The magnitude 7.7 earthquake on July 17, 2017 in the Komandorskie Islands is the largest of its kind recorded in the region. Due to the region’s remoteness, there is no comprehensive oral or written history describing past seismicity in the area. Moreover, Russian researchers have postulated that earthquakes with sources longer than 150 km are highly improbable in the Komandorskie region. Based on aftershock locations, Monday’s earthquake ruptured at least 300 km. Therefore, this earthquake presents a unique opportunity to study the northwest corner of the Pacific-North American tectonic interactions.
The northwest corner of the Pacific is one of the most tectonically complex areas of the circum-Pacific. Along the westernmost portion of the Aleutian arc, the plate boundary between the North American and Pacific plates changes from oblique subduction to strike-slip motion. This results in diminishment of volcanism and perhaps absence of subduction altogether. The seismicity is predominantly shallow and forms narrow zones delineating crustal blocks. These crustal blocks move west along the large-scale strike-slip fracture zones and eventually collide with the Kamchatka margin. The fault pattern onshore and offshore in the junction area supports this model of collision. South of the Kamchatka-Aleutian junction, the distribution of earthquakes changes and is similar to other subduction zones, with intermediate and deep earthquakes.
The M7.7 earthquake occurred on a strike-slip fault associated with the Bering fracture zone. Based on the early aftershocks (first 24 hours), the rupture propagated bi-laterally northwest towards Kamchatka and southeast towards Attu, crossing the international border between Russia and the United States. The southeast end of the fault rupture is near the northwestern end of the M8.7 1965 Near Islands earthquake. The 1965 earthquake, however, was on a convergent boundary between the subducting Pacific and overriding North American plates.
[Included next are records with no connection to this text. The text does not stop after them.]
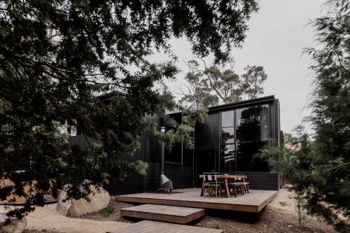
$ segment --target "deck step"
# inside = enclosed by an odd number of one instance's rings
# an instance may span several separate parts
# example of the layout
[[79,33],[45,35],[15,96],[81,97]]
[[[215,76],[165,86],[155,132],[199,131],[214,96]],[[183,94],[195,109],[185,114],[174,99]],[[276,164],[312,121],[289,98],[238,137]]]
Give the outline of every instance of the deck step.
[[186,224],[203,217],[205,209],[157,204],[144,204],[120,209],[120,216]]
[[217,229],[203,228],[168,223],[144,220],[107,233],[221,233],[223,230]]

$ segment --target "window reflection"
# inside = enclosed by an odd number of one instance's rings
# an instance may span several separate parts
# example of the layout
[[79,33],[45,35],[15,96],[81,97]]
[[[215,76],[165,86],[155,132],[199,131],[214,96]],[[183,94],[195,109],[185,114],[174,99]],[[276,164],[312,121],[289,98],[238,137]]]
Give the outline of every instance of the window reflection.
[[265,161],[253,160],[270,136],[268,105],[236,111],[237,171],[269,171]]
[[[174,124],[181,124],[182,122],[181,113],[169,114],[168,117],[172,120],[165,122],[165,127],[167,128],[167,131],[174,129],[176,125],[174,125]],[[182,143],[174,143],[171,150],[169,150],[167,148],[164,148],[164,161],[166,162],[181,164],[182,163]]]
[[222,129],[222,140],[223,143],[233,143],[234,142],[234,128],[227,127]]
[[224,172],[234,172],[235,170],[234,119],[233,111],[221,113],[220,169]]

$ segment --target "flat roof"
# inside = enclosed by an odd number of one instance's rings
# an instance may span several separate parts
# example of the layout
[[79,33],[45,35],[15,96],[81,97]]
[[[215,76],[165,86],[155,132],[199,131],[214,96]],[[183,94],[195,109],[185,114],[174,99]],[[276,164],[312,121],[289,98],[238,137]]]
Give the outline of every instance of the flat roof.
[[246,106],[246,105],[251,105],[251,104],[253,105],[255,104],[267,102],[267,101],[272,101],[274,99],[276,99],[274,98],[274,95],[269,95],[267,97],[260,97],[260,98],[256,98],[256,99],[242,100],[240,101],[236,101],[236,102],[232,102],[232,103],[230,103],[230,104],[216,105],[216,106],[209,107],[208,108],[209,110],[209,112],[218,111],[223,111],[223,110],[237,108],[237,107],[239,107],[241,106]]

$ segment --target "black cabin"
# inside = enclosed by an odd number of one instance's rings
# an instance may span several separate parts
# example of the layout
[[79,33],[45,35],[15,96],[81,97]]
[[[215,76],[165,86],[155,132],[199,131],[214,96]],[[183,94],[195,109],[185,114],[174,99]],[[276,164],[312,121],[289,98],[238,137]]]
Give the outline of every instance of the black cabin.
[[[168,113],[181,122],[182,113]],[[146,120],[158,120],[146,116]],[[170,125],[165,125],[171,127]],[[73,143],[84,146],[80,135]],[[187,150],[182,143],[172,152],[165,151],[164,174],[172,180],[174,188],[200,187],[203,172],[244,174],[251,189],[279,190],[279,176],[264,161],[253,159],[270,139],[279,144],[281,138],[279,101],[274,96],[237,101],[209,108],[204,123],[195,129],[195,149]],[[96,141],[94,141],[96,142]],[[123,181],[110,180],[105,188],[111,195],[125,195],[155,190],[158,188],[160,144],[147,135],[140,138],[141,149],[125,160],[141,160],[148,163],[147,175],[130,175]]]

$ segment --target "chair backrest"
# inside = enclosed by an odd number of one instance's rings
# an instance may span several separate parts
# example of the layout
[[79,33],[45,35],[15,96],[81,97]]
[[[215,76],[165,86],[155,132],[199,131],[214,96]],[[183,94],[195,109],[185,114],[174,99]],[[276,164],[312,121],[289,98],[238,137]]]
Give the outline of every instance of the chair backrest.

The July 17 earthquake did not produce notable tsunami waves because it did not create significant vertical motions of the sea floor. The event was felt strongly on Shemya Island in the United States and in Nikol'skoye village in Russia. Aftershocks are expected to continue for at least weeks and most likely months. Due to remotness of the region, only aftershocks with magnitudes 4 and greater can be reliably detected.